Blueberries and Peru, today
Today Inka’s Berries, the company founded by Gereda, has grown considerably.
It produces the plants with which it supplies the main players in Peruvian agricultural exports, as well as its own blueberry crop, which it ships to the European market, mainly to Germany.
It has crops in four parts of the country, with 2,000 hectares of cultivated land and 600 permanent employees that can increase to 3,000 when the season starts.
Many others followed in his wake.
Peru has become a magnet for foreign capital to invest in blueberry cultivationand companies from the United States, Australia, Spain and other countries have established themselves in land where no one before Carlos thought they could grow.
The competition is now so fierce that the price of a kilo of blueberries in the country has fallen to historic lows.
And what was once an inconvenience, the temperate climate of the Peruvian coast, has become a differential advantage, as Peru can continue to produce in the summer months, when its Chilean competitors cannot due to the high temperatures that reach your country.

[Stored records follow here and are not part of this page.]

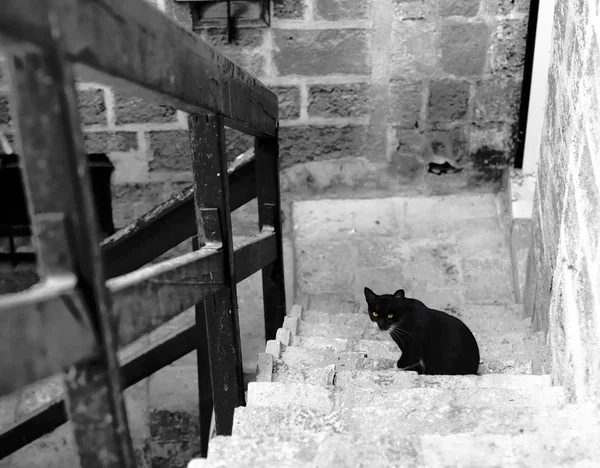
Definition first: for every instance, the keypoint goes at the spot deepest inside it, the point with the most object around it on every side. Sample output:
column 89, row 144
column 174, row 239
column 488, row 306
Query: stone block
column 5, row 117
column 273, row 348
column 92, row 106
column 407, row 159
column 299, row 144
column 322, row 342
column 296, row 311
column 132, row 109
column 448, row 100
column 337, row 10
column 464, row 47
column 450, row 144
column 292, row 324
column 505, row 7
column 289, row 101
column 280, row 395
column 343, row 100
column 508, row 48
column 284, row 336
column 341, row 302
column 415, row 51
column 468, row 8
column 520, row 240
column 244, row 40
column 488, row 280
column 169, row 150
column 321, row 52
column 107, row 142
column 587, row 178
column 406, row 100
column 264, row 371
column 496, row 100
column 325, row 267
column 289, row 9
column 236, row 143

With more than 261,000 tons per year, Peru has become the third largest producer in the world, after China and the United States, and the largest exporter, with the United States as the most important customer.
According to the latest annual report of the International Blueberry Organization (IBO), Peru earned more than 1.2 billion dollars in 2021 from the export of this berry.
Although production growth is forecast to continue, the past few months have not been easy for those, like Gereda, who live on blueberries in Peru, due to the political conflict that has arisen after the fall of former president Pedro Castillo and the protests against the government of his successor, Dina Boluarte.
“The industry has been hit hard because many fields have had to stop their export work. I agree that everyone has the right to protest, but the rest also have the right to work and bring food for their children,” he affirms .
For Gereda, her company’s success is much more than just a business project. “One of the greatest satisfactions I have in life is having contributed to the beginning of this industry.”